Нага был в шоке. За всю свою жизнь Нага никогда не видел и даже не слышал, чтобы его отец кричал с такой злобой или вообще вышел из себя. Много раз ему доставалось за его язык, но всегда заслуженно. Нага знал, что он наделал много ошибок, но его отец всегда так поворачивал дело, что его действия не казались такими глупыми, как сначала. Например, когда Торанага показал ему, как он попал в ловушку Оми (или Ябу) в истории с Дзозеном, его пришлось силой удерживать от попытки сразу же убить их обоих. Но Торанага приказал своим личным телохранителям лить на Нагу холодную воду до тех пор, пока он не стал соображать, и спокойно объяснил ему, что он, Нага, очень помог своему отцу, устранив этого опасного Дзозена. – Но было бы гораздо лучше, если бы ты знал, что тобою манипулируют. Будь терпелив, мой сын, все приходит с терпением, – советовал Торанага. – Скоро ты будешь манипулировать ими. Что ты сделал, все было очень хорошо. Но ты должен научиться понимать, что в голове у людей, если ты собираешься использовать их для себя – или для своего господина. Мне нужны вожди. Фанатиков у меня достаточно.

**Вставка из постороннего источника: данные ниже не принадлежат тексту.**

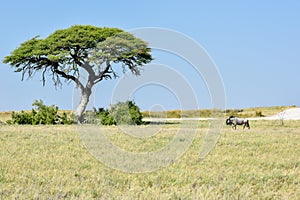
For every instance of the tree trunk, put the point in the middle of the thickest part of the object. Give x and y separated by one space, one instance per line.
84 100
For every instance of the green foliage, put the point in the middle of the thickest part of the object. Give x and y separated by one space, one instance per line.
121 113
260 163
100 116
126 113
93 49
173 114
40 114
258 113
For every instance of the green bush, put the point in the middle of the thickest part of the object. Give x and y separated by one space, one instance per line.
121 113
126 113
40 114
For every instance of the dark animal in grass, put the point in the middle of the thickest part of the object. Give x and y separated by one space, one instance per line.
232 120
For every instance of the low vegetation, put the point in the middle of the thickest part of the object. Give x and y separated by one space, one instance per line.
40 114
50 162
206 113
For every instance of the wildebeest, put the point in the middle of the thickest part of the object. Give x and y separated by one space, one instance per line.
232 120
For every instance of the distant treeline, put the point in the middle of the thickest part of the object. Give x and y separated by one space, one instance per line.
206 113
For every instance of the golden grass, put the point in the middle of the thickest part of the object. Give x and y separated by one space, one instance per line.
50 162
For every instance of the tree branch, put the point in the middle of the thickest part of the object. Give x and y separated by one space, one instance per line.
67 76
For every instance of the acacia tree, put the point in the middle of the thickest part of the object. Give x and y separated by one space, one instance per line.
96 50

Его отец всегда был рассудителен и все прощал, но сегодня… Нага спрыгнул с коня и униженно стал на колени: – Пожалуйста, простите меня, отец. Я не хотел вас рассердить… все это лишь потому, что я ужасно беспокоюсь о вашей безопасности. Пожалуйста, простите меня за то, что я нарушил гармонию…

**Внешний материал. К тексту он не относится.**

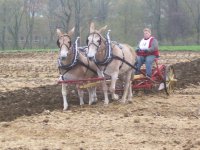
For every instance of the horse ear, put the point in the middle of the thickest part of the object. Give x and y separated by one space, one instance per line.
102 29
59 33
92 27
71 32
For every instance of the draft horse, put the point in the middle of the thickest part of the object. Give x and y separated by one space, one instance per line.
73 66
112 59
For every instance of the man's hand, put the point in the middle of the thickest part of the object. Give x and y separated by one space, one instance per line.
138 49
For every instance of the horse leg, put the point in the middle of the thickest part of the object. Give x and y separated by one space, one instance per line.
112 87
95 94
64 94
90 92
126 87
105 91
104 87
80 94
130 92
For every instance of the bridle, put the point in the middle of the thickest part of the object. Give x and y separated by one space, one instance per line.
73 51
60 46
92 42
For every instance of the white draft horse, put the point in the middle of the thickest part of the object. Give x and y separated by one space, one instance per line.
112 59
73 66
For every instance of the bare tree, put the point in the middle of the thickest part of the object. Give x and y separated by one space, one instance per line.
16 20
194 9
3 31
31 7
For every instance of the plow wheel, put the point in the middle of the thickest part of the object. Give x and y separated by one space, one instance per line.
170 81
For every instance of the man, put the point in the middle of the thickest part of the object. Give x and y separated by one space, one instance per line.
147 51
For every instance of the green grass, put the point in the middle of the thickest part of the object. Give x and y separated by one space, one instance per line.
180 48
28 50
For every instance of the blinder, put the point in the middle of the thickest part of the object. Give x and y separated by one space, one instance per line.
70 43
99 41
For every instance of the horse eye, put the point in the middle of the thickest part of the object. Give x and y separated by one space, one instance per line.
69 43
58 43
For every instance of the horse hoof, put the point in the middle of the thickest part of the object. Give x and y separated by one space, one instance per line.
81 104
64 109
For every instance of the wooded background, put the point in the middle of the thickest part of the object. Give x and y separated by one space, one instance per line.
27 24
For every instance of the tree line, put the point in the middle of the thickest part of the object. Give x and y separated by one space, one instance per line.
27 24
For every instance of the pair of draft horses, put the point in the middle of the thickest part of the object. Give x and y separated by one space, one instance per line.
102 57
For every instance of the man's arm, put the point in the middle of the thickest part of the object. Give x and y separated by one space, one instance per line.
154 46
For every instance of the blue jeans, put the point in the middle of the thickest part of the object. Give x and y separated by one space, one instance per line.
148 60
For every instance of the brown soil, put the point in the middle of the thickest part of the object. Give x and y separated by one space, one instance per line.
31 115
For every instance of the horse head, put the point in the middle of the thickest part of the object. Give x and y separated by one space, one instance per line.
65 45
94 40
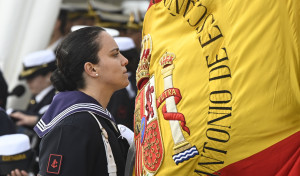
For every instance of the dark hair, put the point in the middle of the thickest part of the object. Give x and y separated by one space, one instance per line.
75 50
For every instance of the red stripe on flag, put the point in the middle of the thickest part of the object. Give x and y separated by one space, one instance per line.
281 159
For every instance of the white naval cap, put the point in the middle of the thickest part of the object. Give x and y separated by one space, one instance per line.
110 31
39 58
12 144
125 43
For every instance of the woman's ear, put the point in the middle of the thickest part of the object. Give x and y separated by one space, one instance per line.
90 70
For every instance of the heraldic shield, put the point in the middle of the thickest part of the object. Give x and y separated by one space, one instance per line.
148 141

– Придержи язык! – проревел Торанага, испугав свою лошадь.
Торанага безумным усилием сжал колени и натянул поводья правой рукой, лошадь рванулась вперед. Потеряв равновесие, его сокол начал злиться: спрыгивать с кулака, дико махать крыльями, издавать свой душераздирающий крик – хек-ек-ек-екек-ек, недовольный непривычной суетой вокруг. – Ну, моя красавица, ну, – отчаянно пытался успокоить соколиху Торанага, стараясь в то же время усмирить лошадь. Нага в это время прыгнул к ее морде. Он схватился за уздечку и не дал лошади понести. Сокол яростно закричал. Потом с большой неохотой он устроился опять на перчатке Торанаги, удерживаемый его опытной рукой за кожаные ремешки на ногах. Но крылья сокола все еще нервно дрожали, колокольчики на ногах резко и звонко бренчали.

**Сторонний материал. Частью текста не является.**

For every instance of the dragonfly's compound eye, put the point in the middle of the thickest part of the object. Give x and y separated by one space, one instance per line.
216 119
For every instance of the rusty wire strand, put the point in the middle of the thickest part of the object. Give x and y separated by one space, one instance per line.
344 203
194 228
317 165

– Хек-ек-ек-ек-ееееееккк! – пронзительно раздалось в последний раз.
– Ну, ну, моя красавица. Все хорошо, – успокаивающе сказал Торанага, его лицо все еще было покрыто красными пятнами от злости, он повернулся к Наге, пытаясь не дать злобе прорваться, чтобы не пугать сокола. – Если ты испортишь ей сегодня работу, я…
В этот момент донесся предупреждающий крик одного из загонщиков. Торанага тут же сдернул колпачок с головы сокола, дал ему время осмотреться, потом выпустил его.
Это был длиннокрылый сокол-сапсан – самка по имени Тетсу-ко – Госпожа Сталь – она со свистом взмыла в небо, кружась, достигла своей обзорной высоты в шестьсот метров, подождала, пока не взлетит вспугнутая дичь, и сразу успокоилась. Потом, повернув на нисходящий поток, она увидела пущенных собак и выводок фазанов, рассеявшихся с диким хлопаньем крыльев. Сокол наметил себе добычу, накренился и стремительно полетел вниз, – сложив крылья и неотвратимо пикируя на добычу, – с уже готовыми для хватки когтями.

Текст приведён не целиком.